Ces poèmes lumineux, riches en émotions et parfois empreints de magie, sont de véritables petites leçons de vie pleines de rêves et d’espoirs qui mettent du baume au coeur et enjoignent à regarder en soi. Une sorte de voyage intérieur, en somme, apaisant et ressourçant, mais pas seulement…

Car Mingan, mon village est avant tout une invitation à entrer dans la réalité des enfants innus de Mingan et à découvrir leur culture relativement méconnue, y compris leur langue. La version originale des poèmes en langue innue est en effet incluse à la fin de l’ouvrage, offrant une expérience culturelle riche mais surtout inédite. Il faut dire qu’on a peu l’habitude d’entendre les voix de ces nouvelles générations innues.

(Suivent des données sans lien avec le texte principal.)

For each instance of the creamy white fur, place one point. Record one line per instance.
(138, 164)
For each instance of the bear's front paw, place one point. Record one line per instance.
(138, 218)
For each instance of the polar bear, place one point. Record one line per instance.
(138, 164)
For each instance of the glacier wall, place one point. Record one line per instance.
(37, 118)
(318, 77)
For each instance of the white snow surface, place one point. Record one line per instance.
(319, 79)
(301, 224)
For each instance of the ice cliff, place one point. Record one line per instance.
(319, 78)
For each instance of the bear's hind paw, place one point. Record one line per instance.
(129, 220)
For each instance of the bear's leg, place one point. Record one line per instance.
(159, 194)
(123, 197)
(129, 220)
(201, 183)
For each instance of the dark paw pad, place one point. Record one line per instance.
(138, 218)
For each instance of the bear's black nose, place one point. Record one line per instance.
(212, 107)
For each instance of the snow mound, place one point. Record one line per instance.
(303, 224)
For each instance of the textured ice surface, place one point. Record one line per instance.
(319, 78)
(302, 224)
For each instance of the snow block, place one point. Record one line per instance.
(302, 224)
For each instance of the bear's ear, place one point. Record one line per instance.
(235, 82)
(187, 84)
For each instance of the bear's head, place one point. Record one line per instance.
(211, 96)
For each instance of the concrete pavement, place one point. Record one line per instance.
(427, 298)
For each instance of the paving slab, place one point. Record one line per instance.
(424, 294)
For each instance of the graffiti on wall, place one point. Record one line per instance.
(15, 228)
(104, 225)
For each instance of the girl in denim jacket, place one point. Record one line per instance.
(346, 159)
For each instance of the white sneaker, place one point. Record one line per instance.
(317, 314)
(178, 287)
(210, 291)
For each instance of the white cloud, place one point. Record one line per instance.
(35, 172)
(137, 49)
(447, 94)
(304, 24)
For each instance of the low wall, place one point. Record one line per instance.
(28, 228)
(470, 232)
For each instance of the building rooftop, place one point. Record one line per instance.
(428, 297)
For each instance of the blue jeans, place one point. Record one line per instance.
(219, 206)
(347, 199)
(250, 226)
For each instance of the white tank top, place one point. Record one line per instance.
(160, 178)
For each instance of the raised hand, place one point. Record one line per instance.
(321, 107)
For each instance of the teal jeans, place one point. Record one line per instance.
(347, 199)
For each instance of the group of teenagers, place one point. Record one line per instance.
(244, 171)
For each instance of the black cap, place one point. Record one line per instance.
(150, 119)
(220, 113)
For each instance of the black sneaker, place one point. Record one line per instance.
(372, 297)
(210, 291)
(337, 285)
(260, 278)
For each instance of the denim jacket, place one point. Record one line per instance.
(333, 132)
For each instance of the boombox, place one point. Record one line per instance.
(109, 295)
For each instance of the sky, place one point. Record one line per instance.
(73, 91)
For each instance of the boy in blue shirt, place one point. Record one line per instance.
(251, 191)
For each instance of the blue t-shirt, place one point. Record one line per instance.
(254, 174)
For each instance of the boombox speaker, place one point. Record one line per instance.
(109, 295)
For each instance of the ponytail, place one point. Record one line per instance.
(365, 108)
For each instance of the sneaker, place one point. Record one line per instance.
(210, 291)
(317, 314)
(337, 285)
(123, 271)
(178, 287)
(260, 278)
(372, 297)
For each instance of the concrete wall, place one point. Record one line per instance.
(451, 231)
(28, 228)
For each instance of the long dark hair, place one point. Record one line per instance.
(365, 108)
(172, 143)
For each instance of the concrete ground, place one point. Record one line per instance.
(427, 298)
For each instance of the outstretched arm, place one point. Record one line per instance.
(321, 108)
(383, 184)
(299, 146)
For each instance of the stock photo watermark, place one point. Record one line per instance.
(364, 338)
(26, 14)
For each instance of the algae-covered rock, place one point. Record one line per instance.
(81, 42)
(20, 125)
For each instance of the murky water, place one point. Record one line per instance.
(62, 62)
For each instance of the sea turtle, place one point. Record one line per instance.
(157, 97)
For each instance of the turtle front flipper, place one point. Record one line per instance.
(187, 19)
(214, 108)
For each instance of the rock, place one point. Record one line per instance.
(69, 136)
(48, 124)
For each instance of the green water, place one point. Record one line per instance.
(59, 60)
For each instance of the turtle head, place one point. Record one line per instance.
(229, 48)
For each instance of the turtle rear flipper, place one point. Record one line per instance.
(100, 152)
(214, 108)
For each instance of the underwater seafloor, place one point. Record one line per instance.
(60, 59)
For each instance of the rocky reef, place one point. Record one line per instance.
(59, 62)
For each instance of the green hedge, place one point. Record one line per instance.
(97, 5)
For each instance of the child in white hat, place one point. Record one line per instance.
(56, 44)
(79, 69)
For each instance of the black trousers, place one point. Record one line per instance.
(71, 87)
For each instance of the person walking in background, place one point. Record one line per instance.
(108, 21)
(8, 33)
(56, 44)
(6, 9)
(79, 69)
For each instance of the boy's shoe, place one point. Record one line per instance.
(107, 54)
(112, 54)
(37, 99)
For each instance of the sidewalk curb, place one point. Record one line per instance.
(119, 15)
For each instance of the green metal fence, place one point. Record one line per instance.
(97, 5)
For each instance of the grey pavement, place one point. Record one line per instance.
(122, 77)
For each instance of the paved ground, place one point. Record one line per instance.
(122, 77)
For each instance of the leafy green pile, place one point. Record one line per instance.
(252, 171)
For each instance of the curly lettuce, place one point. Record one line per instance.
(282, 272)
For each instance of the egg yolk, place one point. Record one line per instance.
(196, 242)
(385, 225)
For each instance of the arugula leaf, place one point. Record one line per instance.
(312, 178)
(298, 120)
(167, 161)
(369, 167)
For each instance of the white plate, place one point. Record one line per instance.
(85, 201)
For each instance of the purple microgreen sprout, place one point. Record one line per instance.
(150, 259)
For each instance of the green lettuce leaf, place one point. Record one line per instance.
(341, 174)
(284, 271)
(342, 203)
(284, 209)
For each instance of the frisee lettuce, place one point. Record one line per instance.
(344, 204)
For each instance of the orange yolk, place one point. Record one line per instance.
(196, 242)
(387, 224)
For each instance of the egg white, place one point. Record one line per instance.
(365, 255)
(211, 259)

A travers cet album, Rogé leur offre donc une tribune pour s’exprimer, mettant en valeur leurs poèmes par de sublimes illustrations en grand format, tirées de photographies des écoliers qu’il a revisitées avec son pinceau. Ces portraits en gros plan, qui déploient leurs teintes sobres toutes en nuances entre les poèmes, peignant des visages tantôt souriants, tantôt songeurs voire tristes, rendent leurs auteurs presque vivants, comme s’ils étaient à nos côtés. On pourrait presque imaginer entendre leur voix lire leurs poèmes, et voir leur main les coucher sur le papier, dans cette police de caractère rappelant une écriture manuscrite. L’album en lui-même se démarque donc par son esthétisme, qui lui a d’ailleurs valu de nombreux prix, parmi lesquels le Prix du Gouverneur général 2013 dans la catégorie illustrations jeunesse. C’est un de ces beaux livres auxquels on réserve une place de choix dans sa bibliothèque et qu’on prend plaisir à ressortir de temps en temps, pour le plaisir des yeux et la beauté émouvante des textes. « Quand les corbeaux seront blancs/ J’arrêterai de t’aimer », conclut Kimberley.

Un vrai coup de coeur pour lecteurs de tous âges !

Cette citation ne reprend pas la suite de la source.